Stability-Validated K-Prototypes Clustering

Updated 10 January 2026

The paper presents a stability-based method that evaluates clustering reproducibility by balancing global (between-cluster) and local (within-cluster) stability.
It leverages the K-Prototypes algorithm to handle mixed numerical and categorical data through tailored perturbations and combined distance measures.
Empirical results show that the Stadion criterion outperforms traditional indices, ensuring robust model selection while mitigating subcluster overfitting.

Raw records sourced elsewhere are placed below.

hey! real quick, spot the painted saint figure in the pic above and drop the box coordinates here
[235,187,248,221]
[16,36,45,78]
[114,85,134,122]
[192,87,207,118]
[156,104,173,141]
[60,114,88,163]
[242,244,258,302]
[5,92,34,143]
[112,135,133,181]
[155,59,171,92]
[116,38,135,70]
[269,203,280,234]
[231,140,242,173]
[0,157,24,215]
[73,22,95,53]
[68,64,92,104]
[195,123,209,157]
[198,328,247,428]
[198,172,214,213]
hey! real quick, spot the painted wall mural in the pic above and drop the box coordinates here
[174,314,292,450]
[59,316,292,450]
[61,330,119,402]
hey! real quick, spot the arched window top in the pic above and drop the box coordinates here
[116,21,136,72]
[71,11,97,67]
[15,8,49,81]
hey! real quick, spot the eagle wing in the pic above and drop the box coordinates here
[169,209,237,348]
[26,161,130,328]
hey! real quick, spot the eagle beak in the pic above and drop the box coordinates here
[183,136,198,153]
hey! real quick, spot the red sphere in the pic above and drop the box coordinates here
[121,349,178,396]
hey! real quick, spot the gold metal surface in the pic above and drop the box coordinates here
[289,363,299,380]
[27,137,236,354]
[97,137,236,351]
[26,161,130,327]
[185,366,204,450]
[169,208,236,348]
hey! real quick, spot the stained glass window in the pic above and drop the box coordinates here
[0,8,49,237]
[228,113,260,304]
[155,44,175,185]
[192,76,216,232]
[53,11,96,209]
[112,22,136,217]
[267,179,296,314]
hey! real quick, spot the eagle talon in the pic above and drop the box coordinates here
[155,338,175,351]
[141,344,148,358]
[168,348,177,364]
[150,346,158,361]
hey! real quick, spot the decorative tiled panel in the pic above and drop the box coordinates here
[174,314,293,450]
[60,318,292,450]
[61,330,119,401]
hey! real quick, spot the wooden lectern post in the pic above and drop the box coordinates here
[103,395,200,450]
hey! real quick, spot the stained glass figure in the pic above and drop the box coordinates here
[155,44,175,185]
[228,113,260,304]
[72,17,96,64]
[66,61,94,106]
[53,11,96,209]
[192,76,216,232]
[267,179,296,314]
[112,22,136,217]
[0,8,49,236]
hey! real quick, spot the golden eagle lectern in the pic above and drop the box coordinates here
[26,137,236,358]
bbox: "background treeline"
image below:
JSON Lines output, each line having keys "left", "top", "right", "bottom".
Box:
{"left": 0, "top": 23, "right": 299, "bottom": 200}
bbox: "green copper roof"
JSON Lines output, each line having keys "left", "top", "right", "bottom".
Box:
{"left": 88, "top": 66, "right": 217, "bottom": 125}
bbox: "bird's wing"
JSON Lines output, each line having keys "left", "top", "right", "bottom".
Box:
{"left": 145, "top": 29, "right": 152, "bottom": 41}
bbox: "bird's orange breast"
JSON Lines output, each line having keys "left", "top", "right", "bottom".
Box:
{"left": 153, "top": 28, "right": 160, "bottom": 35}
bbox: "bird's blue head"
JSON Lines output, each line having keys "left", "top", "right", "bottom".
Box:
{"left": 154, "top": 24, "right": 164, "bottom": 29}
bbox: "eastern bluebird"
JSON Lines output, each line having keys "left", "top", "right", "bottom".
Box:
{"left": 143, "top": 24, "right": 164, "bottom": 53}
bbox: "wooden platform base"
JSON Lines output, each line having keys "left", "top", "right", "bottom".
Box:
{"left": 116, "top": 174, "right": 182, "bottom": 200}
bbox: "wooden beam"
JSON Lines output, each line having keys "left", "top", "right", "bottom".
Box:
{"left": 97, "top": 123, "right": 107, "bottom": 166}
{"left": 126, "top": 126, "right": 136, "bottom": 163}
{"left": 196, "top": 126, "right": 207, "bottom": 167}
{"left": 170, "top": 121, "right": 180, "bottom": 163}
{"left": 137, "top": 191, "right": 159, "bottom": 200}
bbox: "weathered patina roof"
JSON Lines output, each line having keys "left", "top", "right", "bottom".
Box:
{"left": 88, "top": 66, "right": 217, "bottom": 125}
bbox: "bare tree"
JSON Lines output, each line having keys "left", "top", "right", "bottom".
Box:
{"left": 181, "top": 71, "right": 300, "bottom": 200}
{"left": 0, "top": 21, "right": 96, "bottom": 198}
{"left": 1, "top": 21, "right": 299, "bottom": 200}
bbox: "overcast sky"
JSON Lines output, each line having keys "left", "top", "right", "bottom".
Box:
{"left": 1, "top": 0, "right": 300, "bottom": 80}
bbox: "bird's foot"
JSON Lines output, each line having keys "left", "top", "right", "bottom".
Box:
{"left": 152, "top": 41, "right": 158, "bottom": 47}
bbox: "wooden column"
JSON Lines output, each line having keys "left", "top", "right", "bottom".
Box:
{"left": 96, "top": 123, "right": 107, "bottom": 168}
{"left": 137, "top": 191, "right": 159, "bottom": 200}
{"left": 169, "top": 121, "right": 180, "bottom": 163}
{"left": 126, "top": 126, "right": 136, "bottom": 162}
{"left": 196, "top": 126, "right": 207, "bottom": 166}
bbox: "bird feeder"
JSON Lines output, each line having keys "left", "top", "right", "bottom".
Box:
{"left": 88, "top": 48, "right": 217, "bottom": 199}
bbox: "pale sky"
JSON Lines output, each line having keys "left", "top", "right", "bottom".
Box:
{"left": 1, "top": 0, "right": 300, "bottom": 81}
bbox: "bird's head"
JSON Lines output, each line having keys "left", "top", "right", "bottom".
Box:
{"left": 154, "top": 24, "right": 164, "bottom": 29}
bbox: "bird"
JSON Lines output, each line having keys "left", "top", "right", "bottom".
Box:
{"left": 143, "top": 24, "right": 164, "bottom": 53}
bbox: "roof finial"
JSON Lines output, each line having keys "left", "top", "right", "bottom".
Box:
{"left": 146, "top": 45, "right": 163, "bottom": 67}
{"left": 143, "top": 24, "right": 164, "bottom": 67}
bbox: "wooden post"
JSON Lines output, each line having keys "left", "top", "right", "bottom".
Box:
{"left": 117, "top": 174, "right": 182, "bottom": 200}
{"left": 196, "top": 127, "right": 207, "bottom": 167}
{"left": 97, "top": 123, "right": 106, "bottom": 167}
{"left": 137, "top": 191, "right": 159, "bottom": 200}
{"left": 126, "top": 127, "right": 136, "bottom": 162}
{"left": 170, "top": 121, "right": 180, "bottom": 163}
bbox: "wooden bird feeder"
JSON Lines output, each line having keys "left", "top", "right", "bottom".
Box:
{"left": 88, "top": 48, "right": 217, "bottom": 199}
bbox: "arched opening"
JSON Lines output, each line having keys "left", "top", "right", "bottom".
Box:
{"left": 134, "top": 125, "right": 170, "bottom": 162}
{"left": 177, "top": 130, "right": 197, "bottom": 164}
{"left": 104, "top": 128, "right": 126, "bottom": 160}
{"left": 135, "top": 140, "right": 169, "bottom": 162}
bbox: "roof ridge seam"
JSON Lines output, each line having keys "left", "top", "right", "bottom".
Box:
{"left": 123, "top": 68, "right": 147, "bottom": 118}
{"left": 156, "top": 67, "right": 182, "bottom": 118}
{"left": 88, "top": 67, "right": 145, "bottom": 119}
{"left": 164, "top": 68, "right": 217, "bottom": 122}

Stability-Validated K-Prototypes Clustering is a model selection approach for clustering mixed-type data, rooted in the principle that an optimal clustering should be reproducible under data perturbations and show no stable sub-partitions within its clusters. This methodology, formalized in the Stadion criterion, provides a rigorous internal validation mechanism, extending stability-based cluster validation specifically to the mixed-data regime addressed by the K-Prototypes algorithm. The validity of a clustering configuration is assessed as a trade-off: maximizing stability of the clustering as a whole across perturbations, while ensuring that individual clusters do not admit reproducible internal structure under the same perturbations (Mourer et al., 2020).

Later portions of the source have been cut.